Il importe aussi de noter que d’établir la présomption, ou cause probable d’action, est beaucoup moins exigeant que d’établir la preuve d’une infraction présumée selon la prépondérance des probabilités :

« Le seuil » n’est pas très élevé. Qu’est-ce qui constitue généralement une cause probable d’action? Il suffit d’avoir certaines preuves d’une influence sur le marché. Est-il nécessaire de se livrer à une évaluation approfondie? Non. Vous pensez que certaines personnes ont une part importante du marché et qu’il y a d’assez gros obstacles à surmonter pour entrer sur ce marché. C’est tout. [Margaret Sanderson, 48:11:30]

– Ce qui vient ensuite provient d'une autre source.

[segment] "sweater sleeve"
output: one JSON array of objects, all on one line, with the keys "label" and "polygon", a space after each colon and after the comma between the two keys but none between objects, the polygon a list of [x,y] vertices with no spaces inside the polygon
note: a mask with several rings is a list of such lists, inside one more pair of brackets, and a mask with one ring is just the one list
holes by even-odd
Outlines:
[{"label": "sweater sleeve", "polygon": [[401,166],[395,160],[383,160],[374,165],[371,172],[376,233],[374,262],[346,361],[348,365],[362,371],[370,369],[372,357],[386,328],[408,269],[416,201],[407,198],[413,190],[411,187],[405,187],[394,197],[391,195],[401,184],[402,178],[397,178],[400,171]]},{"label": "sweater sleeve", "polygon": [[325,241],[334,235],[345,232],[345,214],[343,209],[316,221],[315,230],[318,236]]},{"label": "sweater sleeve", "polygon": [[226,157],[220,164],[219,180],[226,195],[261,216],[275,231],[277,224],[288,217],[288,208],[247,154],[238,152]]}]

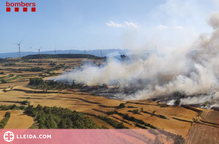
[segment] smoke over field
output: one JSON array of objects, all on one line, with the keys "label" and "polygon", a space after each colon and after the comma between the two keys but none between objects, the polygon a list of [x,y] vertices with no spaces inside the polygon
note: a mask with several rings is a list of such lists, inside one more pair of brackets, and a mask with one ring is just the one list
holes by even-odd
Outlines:
[{"label": "smoke over field", "polygon": [[[201,35],[190,47],[177,48],[167,54],[130,51],[126,58],[109,57],[106,64],[84,65],[56,80],[84,83],[88,86],[119,87],[114,97],[120,99],[166,98],[175,92],[185,97],[182,104],[219,100],[219,13],[211,15],[210,35]],[[104,93],[104,91],[103,91]],[[171,101],[169,101],[171,103]]]}]

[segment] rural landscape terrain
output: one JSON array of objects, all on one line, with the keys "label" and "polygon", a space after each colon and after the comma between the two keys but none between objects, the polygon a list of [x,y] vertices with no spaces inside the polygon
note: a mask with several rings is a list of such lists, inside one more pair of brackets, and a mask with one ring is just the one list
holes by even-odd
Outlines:
[{"label": "rural landscape terrain", "polygon": [[219,143],[217,109],[179,105],[177,101],[167,105],[156,99],[114,99],[101,94],[117,91],[118,86],[54,80],[74,69],[83,70],[85,64],[100,67],[105,63],[105,57],[89,54],[0,59],[0,127],[132,129],[136,130],[133,142],[139,143]]}]

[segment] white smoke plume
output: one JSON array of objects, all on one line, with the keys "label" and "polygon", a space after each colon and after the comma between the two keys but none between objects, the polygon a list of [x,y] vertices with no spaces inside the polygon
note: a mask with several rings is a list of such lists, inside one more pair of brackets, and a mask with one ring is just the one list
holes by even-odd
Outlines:
[{"label": "white smoke plume", "polygon": [[219,93],[219,13],[212,14],[207,22],[213,28],[212,34],[201,35],[190,47],[164,55],[130,51],[127,61],[111,57],[102,67],[85,65],[83,70],[73,70],[55,79],[90,86],[141,87],[129,95],[116,94],[125,100],[165,97],[179,91],[188,96],[205,95],[182,99],[183,104],[211,101],[210,94],[216,92],[216,97]]}]

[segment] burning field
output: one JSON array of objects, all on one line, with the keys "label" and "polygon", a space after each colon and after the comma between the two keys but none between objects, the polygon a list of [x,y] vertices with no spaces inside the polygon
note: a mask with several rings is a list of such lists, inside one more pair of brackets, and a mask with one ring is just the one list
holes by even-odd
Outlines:
[{"label": "burning field", "polygon": [[113,99],[156,99],[170,105],[180,100],[181,104],[217,107],[219,14],[212,14],[207,22],[213,32],[200,35],[189,47],[168,53],[130,51],[98,66],[84,64],[54,80],[81,84],[82,91]]}]

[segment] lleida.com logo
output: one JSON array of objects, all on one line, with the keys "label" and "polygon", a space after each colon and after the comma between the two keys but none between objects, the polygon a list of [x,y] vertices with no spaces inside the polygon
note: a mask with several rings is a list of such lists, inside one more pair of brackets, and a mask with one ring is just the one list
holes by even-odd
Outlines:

Ayant entendu les témoignages et étudié les mémoires de tous les témoins, le Comité estime qu’il y a lieu:

15. Que le gouvernement du Canada, en consultation avec les intervenants, étudie plus à fond la possibilité de modifier l’article 100 de la Loi sur la concurrence (et d’autres dispositions de la Loi en conséquence) afin qu’il s’applique aux affaires susceptibles d’examen au civil par le Tribunal et à l’égard desquelles soit une enquête a été amorcée aux termes du paragraphe 10(1) soit une demande a été déposée par une partie privée dans le sens de la constatation no 14.